Challenge 3 — Inference latency
During early development, I ran the entire pipeline, including the generation LLM, locally via Ollama. While this was completely secure, passing large blocks of retrieved PDF text into a local model running on standard consumer hardware created severe inference latency (4 - 5 minutes to generate a response).
Solution: I deliberately decoupled the architecture. Vectorization stays strictly local to protect document ingestion, while the final text generation step routes through the Groq API.
Groq’s LPUs are engineered specifically for ultra-fast LLM inference, reducing response time from minutes to milliseconds.
4. Current Application vs. Production-Grade Banking Deployment
Due to resource constraints, the current implementation differs from a real-world bank deployment, as detailed below:
| Component | This Project | Real-World Bank |
|---|---|---|
| Vector Embeddings | Self-hosted HuggingFace (all-MiniLM-L6-v2) | Private endpoint (e.g. Azure OpenAI) inside corporate firewall |
| Vector Database | ChromaDB (local SQLite) | Client-server vector DB for millions of documents |
| LLM Generation | Groq Cloud API (free tier) | Private VPC or fully localized LLM on internal GPU nodes |
| Infrastructure | Streamlit Community Cloud | Dockerized containers on internal Kubernetes clusters |
Application limitations
- Rate limiting: Because the system relies on a free-tier Groq API key, concurrent users submitting queries simultaneously may experience brief rate-limit delays.

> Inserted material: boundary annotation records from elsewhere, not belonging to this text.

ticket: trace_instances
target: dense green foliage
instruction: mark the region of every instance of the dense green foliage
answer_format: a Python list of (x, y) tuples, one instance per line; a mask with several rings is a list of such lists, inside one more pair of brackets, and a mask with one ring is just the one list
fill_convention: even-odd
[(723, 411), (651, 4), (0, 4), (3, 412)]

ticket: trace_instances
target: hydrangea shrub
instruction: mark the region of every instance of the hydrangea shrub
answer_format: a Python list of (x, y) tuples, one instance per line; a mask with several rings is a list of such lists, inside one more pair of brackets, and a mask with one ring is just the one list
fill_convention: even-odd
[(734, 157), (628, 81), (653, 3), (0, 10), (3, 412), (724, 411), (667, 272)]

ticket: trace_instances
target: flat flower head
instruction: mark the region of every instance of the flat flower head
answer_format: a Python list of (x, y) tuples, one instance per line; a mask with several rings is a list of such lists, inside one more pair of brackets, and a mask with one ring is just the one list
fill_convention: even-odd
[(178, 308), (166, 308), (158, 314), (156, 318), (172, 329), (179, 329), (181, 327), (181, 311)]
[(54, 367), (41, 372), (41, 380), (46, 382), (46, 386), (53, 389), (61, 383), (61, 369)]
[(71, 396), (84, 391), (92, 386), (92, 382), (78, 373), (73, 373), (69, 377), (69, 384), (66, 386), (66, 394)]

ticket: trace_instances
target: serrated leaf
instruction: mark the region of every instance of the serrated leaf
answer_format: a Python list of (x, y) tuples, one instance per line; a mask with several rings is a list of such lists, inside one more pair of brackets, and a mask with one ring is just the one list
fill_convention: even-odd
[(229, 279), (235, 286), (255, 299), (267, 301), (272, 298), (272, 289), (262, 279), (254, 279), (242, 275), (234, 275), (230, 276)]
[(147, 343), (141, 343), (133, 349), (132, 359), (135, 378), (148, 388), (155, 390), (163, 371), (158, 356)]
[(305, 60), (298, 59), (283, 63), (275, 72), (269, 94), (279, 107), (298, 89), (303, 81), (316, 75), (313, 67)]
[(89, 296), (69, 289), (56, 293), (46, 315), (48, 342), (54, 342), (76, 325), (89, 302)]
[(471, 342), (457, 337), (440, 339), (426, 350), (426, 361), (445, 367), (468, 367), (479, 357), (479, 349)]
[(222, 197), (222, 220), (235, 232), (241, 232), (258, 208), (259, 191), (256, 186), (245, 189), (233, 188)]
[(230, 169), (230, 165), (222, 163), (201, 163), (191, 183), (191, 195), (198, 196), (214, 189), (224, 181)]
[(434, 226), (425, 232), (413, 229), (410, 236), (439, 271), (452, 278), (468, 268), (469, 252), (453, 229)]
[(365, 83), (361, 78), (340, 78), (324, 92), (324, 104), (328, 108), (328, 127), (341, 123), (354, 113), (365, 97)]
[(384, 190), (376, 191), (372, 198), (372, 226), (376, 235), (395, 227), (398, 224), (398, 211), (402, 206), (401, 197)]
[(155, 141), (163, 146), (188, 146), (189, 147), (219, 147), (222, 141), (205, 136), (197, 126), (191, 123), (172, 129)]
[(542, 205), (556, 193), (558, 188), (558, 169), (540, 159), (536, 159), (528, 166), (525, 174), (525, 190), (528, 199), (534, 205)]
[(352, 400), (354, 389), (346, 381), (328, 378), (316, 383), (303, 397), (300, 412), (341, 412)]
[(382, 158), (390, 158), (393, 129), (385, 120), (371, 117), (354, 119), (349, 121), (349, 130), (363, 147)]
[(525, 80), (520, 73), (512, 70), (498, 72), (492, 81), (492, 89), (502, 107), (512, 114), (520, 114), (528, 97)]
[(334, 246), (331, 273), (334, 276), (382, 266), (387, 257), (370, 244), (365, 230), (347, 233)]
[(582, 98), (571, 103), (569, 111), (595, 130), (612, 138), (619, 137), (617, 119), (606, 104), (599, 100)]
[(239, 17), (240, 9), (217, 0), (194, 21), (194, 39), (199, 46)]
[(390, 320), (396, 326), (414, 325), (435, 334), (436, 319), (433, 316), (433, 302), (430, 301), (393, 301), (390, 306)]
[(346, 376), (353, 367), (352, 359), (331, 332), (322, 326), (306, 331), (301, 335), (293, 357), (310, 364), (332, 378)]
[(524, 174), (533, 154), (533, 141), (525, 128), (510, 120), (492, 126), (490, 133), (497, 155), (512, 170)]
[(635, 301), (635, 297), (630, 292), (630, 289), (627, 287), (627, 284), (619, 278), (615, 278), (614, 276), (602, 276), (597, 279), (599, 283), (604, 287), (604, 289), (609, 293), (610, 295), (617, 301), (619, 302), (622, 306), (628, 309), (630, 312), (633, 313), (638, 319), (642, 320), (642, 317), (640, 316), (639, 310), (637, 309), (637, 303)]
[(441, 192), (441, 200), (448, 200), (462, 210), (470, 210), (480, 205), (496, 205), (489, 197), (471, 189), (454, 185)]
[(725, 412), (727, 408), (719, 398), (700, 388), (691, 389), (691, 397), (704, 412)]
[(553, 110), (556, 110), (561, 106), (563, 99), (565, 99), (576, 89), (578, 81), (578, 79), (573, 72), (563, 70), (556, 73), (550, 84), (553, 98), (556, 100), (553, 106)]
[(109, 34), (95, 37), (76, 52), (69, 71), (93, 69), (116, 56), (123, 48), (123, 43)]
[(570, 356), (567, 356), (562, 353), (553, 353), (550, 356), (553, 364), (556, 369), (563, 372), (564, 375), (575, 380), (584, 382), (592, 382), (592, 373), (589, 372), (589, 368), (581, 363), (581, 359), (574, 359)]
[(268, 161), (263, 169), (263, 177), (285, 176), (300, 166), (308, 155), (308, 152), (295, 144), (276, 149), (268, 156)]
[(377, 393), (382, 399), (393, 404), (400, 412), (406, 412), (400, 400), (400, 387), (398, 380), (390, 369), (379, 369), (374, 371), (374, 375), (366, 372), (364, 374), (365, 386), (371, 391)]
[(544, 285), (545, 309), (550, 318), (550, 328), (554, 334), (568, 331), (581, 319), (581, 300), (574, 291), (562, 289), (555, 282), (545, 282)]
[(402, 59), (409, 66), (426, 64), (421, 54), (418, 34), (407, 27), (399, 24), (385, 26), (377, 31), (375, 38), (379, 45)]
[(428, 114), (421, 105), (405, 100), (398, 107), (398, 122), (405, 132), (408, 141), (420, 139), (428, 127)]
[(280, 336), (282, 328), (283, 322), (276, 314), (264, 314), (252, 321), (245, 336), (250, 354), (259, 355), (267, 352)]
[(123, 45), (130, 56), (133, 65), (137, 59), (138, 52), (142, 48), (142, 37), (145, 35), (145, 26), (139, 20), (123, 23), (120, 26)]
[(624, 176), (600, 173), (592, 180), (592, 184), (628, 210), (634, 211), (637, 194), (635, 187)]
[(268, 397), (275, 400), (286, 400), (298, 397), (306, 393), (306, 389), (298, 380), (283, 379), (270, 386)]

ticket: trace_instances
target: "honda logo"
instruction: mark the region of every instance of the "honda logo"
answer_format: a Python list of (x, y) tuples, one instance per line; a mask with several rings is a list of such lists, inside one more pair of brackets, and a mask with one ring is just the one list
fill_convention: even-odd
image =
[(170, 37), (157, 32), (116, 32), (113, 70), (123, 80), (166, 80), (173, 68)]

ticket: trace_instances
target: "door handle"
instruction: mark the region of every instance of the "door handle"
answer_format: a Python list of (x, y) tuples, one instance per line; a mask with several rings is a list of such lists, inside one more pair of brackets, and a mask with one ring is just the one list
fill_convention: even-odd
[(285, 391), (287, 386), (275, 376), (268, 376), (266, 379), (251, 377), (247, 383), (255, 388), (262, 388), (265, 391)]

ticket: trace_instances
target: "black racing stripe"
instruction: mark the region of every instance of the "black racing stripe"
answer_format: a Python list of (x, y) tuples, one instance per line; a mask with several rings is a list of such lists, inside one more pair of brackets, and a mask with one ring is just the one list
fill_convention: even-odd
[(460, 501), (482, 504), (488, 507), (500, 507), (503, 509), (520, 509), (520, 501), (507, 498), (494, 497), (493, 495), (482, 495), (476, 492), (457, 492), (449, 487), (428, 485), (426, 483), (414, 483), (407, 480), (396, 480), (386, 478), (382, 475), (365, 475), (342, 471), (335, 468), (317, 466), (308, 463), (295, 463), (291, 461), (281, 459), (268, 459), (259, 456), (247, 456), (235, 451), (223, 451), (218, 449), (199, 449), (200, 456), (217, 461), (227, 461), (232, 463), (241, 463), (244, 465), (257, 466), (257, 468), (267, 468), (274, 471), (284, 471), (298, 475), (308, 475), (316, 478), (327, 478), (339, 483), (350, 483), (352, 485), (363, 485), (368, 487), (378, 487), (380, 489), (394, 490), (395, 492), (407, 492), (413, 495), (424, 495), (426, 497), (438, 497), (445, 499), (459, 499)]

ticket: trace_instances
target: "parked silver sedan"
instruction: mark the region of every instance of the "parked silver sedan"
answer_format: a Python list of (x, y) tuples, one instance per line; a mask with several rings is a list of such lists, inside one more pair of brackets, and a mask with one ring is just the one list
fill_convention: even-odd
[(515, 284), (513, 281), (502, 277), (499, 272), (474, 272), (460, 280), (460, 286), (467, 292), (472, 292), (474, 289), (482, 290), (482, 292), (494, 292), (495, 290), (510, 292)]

- Session volatility: Streamlit Cloud is designed to sleep after periods of inactivity. A hard refresh of the browser will clear the conversational memory history.
5. Try it yourself
I invite you to test the application and evaluate the retrieval quality firsthand.
How to evaluate:
- Ask specific questions about account creation, required documentation, or compliance thresholds.
- Test the guardrails: Ask something unrelated to banking (e.g. “What is the capital of France?”) to see strict prompt engineering in action.
- Test the memory: Ask a follow-up question without repeating the subject (e.g. “Does that apply to corporate accounts too?”).
- Use the sidebar’s PDF viewer to cross-reference AI answers directly with the source document.
References
- Lewis, P., et al. (2020). Retrieval-Augmented Generation for Knowledge-Intensive NLP Tasks.
- OWASP Foundation (2025). OWASP Top 10 for Large Language Model Applications.
- Forbes Tech Council (2024). Transforming Businesses With LLMs: Risks And Use Cases.
- Gao, Y., et al. (2023). Retrieval-Augmented Generation for Large Language Models: A Survey.